De aquel trocito de tierra a orillas del Guadalquivir saldrían dos toreros tan distintos como Rafael y su hermano Joselito. La base era la misma pero si José asumiría después la línea guerrista, Rafael abanderó el legado de Largartijo -que había sido el maestro de su padre- para convertirse en el último epígono del toreo decimonónico que él adobaría de una gracia personal, una tendencia a la inventiva en sus remates y arabescos que adornaron a un torero de enorme conocimiento antes de que sus supersticiones y célebres espantadas enmascararan su auténtica trascendencia taurina. Es importante recalcar que Rafael no era ningún grassiosso, por más que la transmisión oral de sus sentencias y ocurrencias -que a veces son prestadas- haya legado un retrato dixtorsionado de su auténtica realidad. Seguramente se enmarcaba mejor en ese arquetipo de sevillano serio, adornado de una gracia más honda y natural. También era una persona de extraordinaria generosidad hasta el más absoluto desprendimiento -un billete le duraba lo justo- que siempre anduvo preso de manías y supersticiones que no le impedían presumir de un hondo sentido filosófico de la existencia. Se puede decir que era un hombre machadianamente bueno...

El Gallo en su última época acompañado de su inseparable habano.
El Gallo en su última época acompañado de su inseparable habano. / Archivo Francisco Laguna

Su primera etapa profesional coincidió con la eclosión de aquellos toreros de bronce -capitaneados por Machaquito y Bombita, odiado por la saga de los Gallo- que trataron de llenar el ancho abismo que se abrió tras la retirada del emperador Guerrita. Se abría un tiempo de espera que se llenaría con la eclosión de su hermano Joselito -el rey de los toreros- en simbiosis profesional con Juan Belmonte. El Gallo, a pesar de sus desigualdades, se iba a convertir en uno de los principales actores de reparto de la breve Edad de Oro pero sus desigualdades y el consejo de su hermano le llevaron a anunciar una cacareada retirada al término de la temporada de 1918 que al final no sería tal. A pesar de haberse cortado la trenza -que aún era el sacrosanto emblema de los toreros en la calle y en el ruedo- iba a reaparecer al año siguiente provocando un enorme disgusto en su hermano que, en lo sucesivo, se negaría a alternar con él.

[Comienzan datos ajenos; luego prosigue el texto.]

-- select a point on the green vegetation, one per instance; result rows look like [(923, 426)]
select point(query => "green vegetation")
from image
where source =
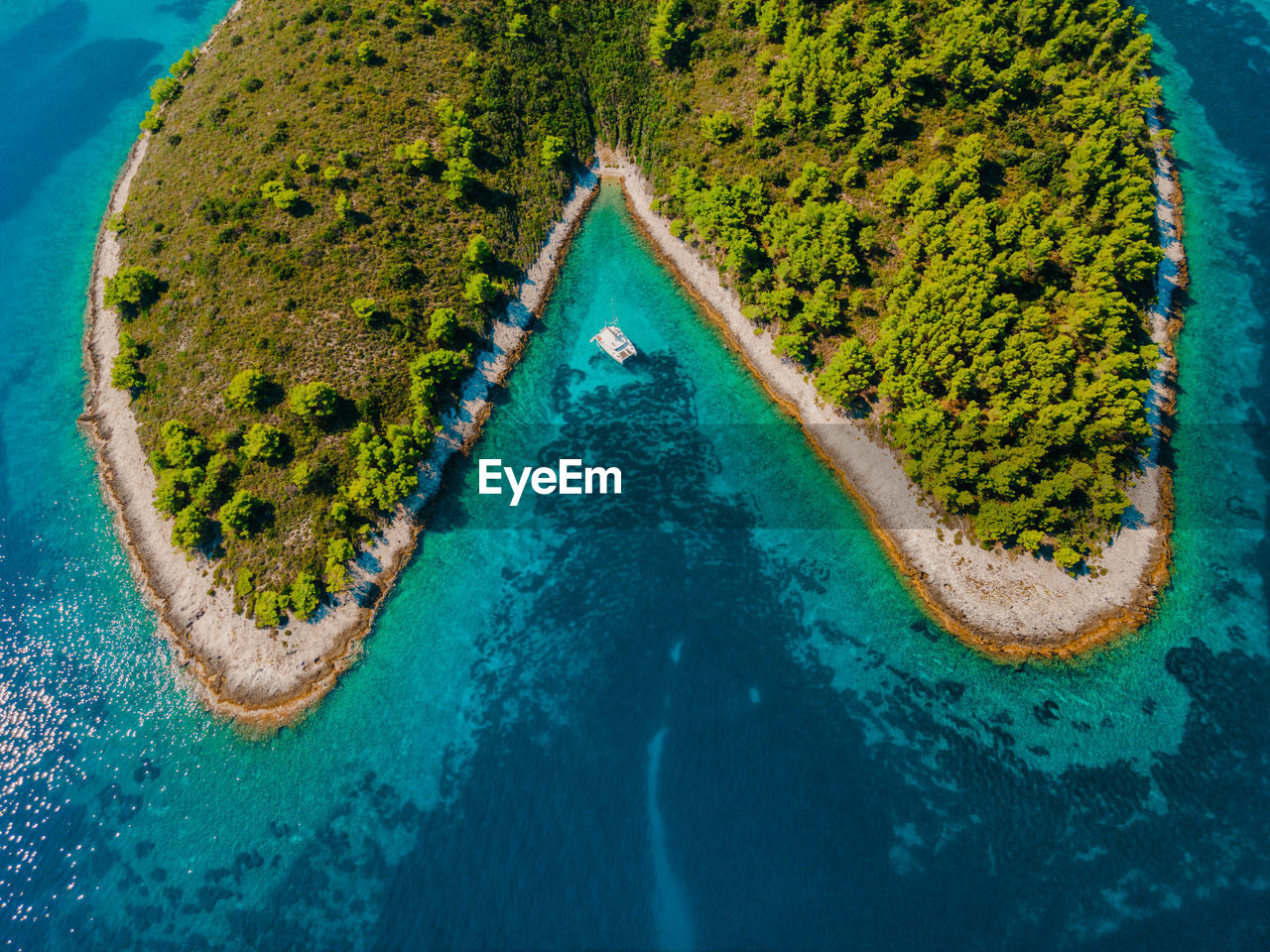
[(248, 390), (313, 245), (943, 211)]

La muerte de José y la marcha a América

Quedaba poco para la tragedia de Talavera, el 16 de mayo de 1920, que daba la puntilla a la Edad de Oro y destrozaba el corazón de Rafael que perseveró entre altas y bajas y profundas desigualdades hasta la temporada de 1927. Al año siguiente, engullido por un agujero negro, inició un largo y brumoso periplo americano del que casi nada se sabe. Rafael recorrió México, Perú, Bolivia, Ecuador, Argentina... llegando a participar en extrañas funciones taurinas que tenían un pálido reflejo en la prensa de la época. Dicen que se llegó a emplear como acomodador de cine y hasta portero de una casa de alterne. Esos años americanos son la etapa más oscura y bohemia de la peculiarísima vida del torero que en 1934, como en un revival de otro tiempo, iba a aceptar la oferta de Eduardo Pagés -exclusivista de la vuelta de Belmonte- para volver y reaparecer en España en su última etapa profesional. No estuvo exenta de éxitos aislados como el rabo cortado el 19 de abril de aquel año 34 a un toro de Torre Abad en la plaza de Sevilla.

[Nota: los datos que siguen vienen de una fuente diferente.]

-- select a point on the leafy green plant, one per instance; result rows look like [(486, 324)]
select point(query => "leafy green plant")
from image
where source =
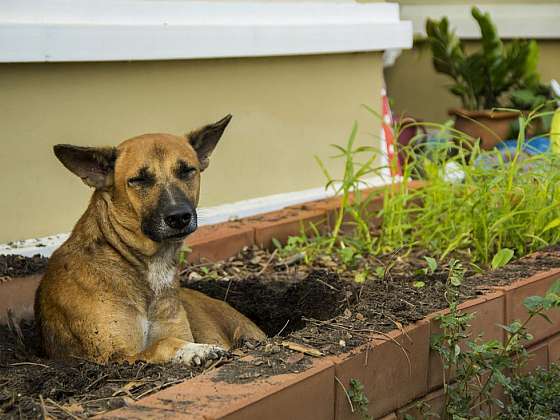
[(351, 237), (359, 399), (478, 366), (535, 396), (502, 257), (503, 201), (481, 79)]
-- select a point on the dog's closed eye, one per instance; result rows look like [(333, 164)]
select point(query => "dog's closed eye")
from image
[(184, 171)]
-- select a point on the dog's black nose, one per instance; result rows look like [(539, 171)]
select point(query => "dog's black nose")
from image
[(178, 219)]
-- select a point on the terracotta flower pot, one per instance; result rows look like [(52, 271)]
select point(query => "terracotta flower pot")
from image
[(490, 127)]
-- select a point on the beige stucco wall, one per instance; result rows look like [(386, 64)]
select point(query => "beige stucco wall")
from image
[(286, 110), (416, 89)]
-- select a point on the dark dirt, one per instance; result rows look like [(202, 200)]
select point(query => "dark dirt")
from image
[(18, 265), (319, 306)]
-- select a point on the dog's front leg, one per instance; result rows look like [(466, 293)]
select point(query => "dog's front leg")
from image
[(171, 349)]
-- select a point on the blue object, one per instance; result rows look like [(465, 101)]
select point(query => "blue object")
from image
[(534, 146)]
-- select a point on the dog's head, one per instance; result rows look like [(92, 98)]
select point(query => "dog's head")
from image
[(153, 180)]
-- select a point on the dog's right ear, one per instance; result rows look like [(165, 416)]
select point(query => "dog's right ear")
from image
[(94, 165)]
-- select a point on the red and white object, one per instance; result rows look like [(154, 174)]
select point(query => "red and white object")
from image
[(388, 136)]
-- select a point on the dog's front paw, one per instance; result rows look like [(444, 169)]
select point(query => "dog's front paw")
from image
[(194, 353)]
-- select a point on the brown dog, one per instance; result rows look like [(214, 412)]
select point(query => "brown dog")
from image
[(110, 291)]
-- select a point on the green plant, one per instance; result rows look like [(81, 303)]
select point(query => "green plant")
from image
[(535, 396), (359, 399), (479, 367), (483, 77), (351, 238), (503, 201)]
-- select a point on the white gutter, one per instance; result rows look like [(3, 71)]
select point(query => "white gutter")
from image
[(109, 30), (207, 216)]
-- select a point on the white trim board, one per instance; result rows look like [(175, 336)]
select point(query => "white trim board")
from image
[(111, 30), (207, 216), (530, 20)]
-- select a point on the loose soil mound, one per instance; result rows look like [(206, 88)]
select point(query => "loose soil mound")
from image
[(318, 306)]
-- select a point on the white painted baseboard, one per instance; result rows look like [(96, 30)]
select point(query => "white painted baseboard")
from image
[(110, 30), (207, 216)]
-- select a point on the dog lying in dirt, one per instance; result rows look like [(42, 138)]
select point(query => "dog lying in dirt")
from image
[(110, 291)]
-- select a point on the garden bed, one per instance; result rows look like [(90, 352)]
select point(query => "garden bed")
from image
[(377, 331)]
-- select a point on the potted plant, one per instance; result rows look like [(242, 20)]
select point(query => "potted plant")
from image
[(485, 79)]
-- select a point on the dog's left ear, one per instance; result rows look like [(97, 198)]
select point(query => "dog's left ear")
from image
[(94, 165), (204, 140)]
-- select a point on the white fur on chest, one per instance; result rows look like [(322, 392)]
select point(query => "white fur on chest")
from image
[(161, 271)]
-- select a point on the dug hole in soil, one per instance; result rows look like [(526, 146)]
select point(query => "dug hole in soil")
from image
[(315, 305)]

Pero el país ya estaba escuchando los tambores de guerra. El Gallo sintió los primeros tiros del fregado vivaqueando en una pensión de la madrileña Carrera de San Jerónimo, ajeno a todo. “¿Qué hace tanto sordao por la calle?” fue su pregunta. En aquella temporada del 36 iba a torear sus postreras corridas vestido de luces -la última pudo ser en Linares, el 25 de octubre- mientras, prácticamenteh ibernado, pugnaba por cambiarse de zona.

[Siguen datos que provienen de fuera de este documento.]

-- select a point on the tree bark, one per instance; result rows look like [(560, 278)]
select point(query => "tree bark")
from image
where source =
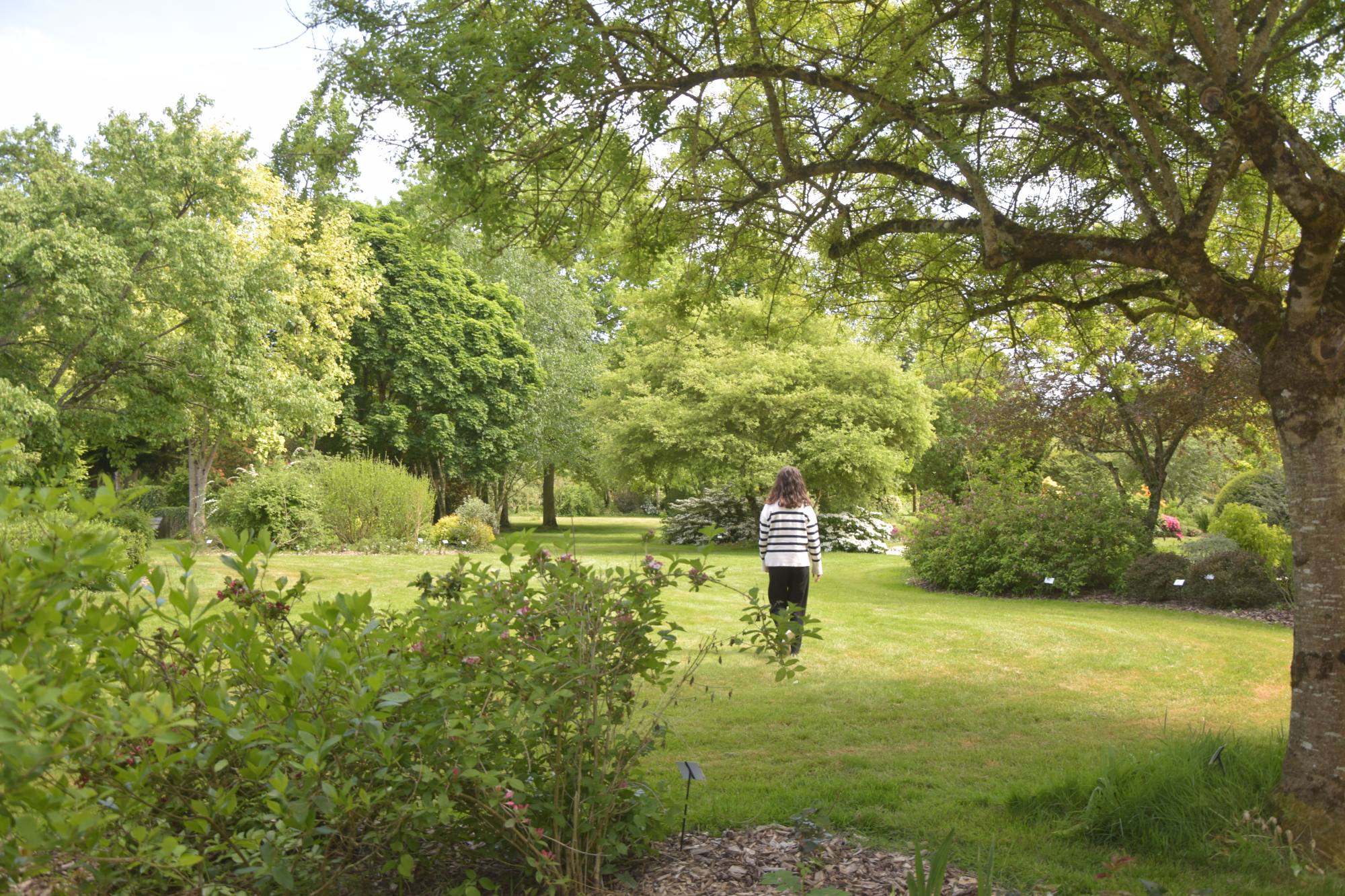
[(504, 506), (201, 455), (549, 497), (1309, 413)]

Tras la guerra actuaría en muchos festivales y se convertiría en esa figura tópica -tocado con fieltro cordobés y dando chupadas de su inseparable habano- que con sus dichos y su presencia es inseparable del perfil de la ciudad de las décadas de los 40 y 50 del pasado siglo XX. Su carácter indolente le impidió llegar a la cima de un arte que cuando quiso y pudo llevó a la perfección. Inspirado, genial, practicó todas las suertes con suma personalidad, desdibujando su larga lista de fracasos y peculiaridades la verdadera dimensión que pudo alcanzar como torero.